2. Auch soweit die Berufung vorbringt, die Beklagte müsse ihre Türen mit weiteren Sicherungseinrichtungen, insbesondere einer Lichtschranke versehen, war ihr der Erfolg zu versagen. Eine Verkehrssicherung, die jede Schädigung ausschließt, ist nicht erreichbar. Erforderlich sind lediglich Maßnahmen, die ein umsichtiger, verständiger und gewissenhafter, in vernünftigen Grenzen vorsichtiger Angehöriger des betreffenden Verkehrskreises für notwendig und ausreichend halten darf, um andere Personen vor Schäden zu bewahren. Der Dritte ist aber nur vor den Gefahren zu schützen, die er selbst, ausgehend von der sich ihm konkret darbietenden Situation bei Anwendung der von ihm in dieser Situation zu erwartenden Sorgfalt erfahrungsgemäß nicht oder nicht rechtzeitig erkennen und vermeiden kann, nicht auch vor Gefahren, die jedem vor Augen stehen und vor denen er sich ohne weiteres selbst schützen kann (siehe Palandt/Sprau, § 823 BGB, Rn. 51). Auf dem in Anlage B1 vorgelegten Video sind optische Warnsignale eindeutig erkennbar. Ebenfalls ist erstinstanzlich ein akustisches Warnsignal unstreitig verblieben. Letztlich kann dies aber sogar dahin stehen, da – selbst wenn eine akustische Warnung in diesem Fall nicht erfolgt wäre – angesichts der deutlich erkennbaren optischen Warnungen durch rote Lichtzeichen und einer sich offensichtlich schließenden Tür eine Verletzung der Verkehrssicherungspflicht nicht gegeben ist. In Anbetracht dieser Tatsachen bestehen für die Berufungskammer keinerlei Zweifel, dass sich der Kläger vor der offensichtlichen Gefahr, die durch ein „Hineinquetschen“ in eine sich schließende Tür entsteht, selbst hätte schützen können, indem er zurück geblieben wäre. Auch angesichts der vorgetragenen Gehbeschwerden hätte es sich dem Kläger noch umso mehr aufdrängen müssen, dass ein gefahrloses Einsteigen aufgrund der sich schließenden Türen nicht mehr rechtzeitig möglich war.
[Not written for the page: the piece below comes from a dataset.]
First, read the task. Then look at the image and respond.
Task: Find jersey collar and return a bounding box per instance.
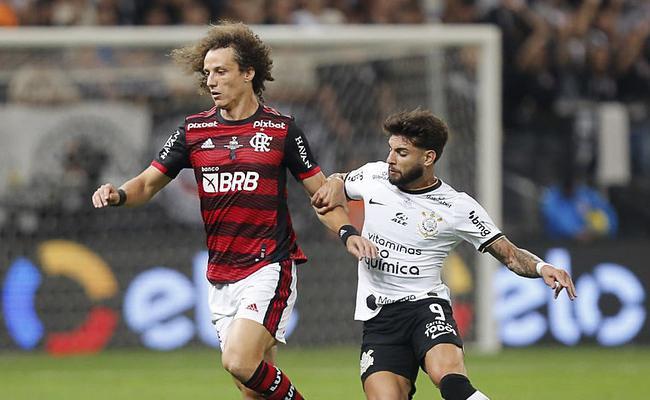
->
[217,103,264,125]
[398,178,442,194]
3. Auch soweit die Berufung eine Verletzung des Anspruchs auf rechtliches Gehör rügt und anführt, die Ehefrau des Klägers hätte als Zeugin zum Unfallhergang vernommen werden müssen, ist nicht erkennbar, dass das Urteil rechtsfehlerhaft hierauf beruht. Das in Anlage B1 vorgelegte Video dokumentiert den Unfallhergang und die optischen Warnsignale eindeutig, einer Einvernahme der Ehefrau als Zeugin wäre in Anbetracht dessen keinerlei Erkenntnisgewinn zu gekommen. Auch soweit vorgebracht wird, es hätte ein Sachverständigengutachten zu der Behauptung, der Schließmechanismus der Türen sei fehlerhaft eingestellt und hätte ein Einklemmen des Klägers überhaupt erst ermöglicht, erholt werden müssen, kann dies der Berufung nicht zum Erfolg verhelfen. Selbst wenn dies der Fall wäre, tritt, aufgrund des oben bereits ausgeführten erheblichen Eigenverschuldens des Klägers, eine etwaige Mitverursachung durch die Beklagte wegen der klägerseits geschaffenen überflüssigen Gefahrenlage (vgl. MüKoBGB/Oetker, § 254 BGB, Rn. 51) vollkommen zurück.
III.
Da die Berufung keine Aussicht auf Erfolg hat, legt das Gericht aus Kostengründen die Rücknahme der Berufung nahe. Im Falle der Berufungsrücknahme ermäßigen sich vorliegend die Gerichtsgebühren von 4,0 auf 2,0 Gebühren (vgl. Nr. 1222 des Kostenverzeichnisses zum GKG). Es ist beabsichtigt den Streitwert für das Berufungsverfahren auf 1.535 € festzusetzen.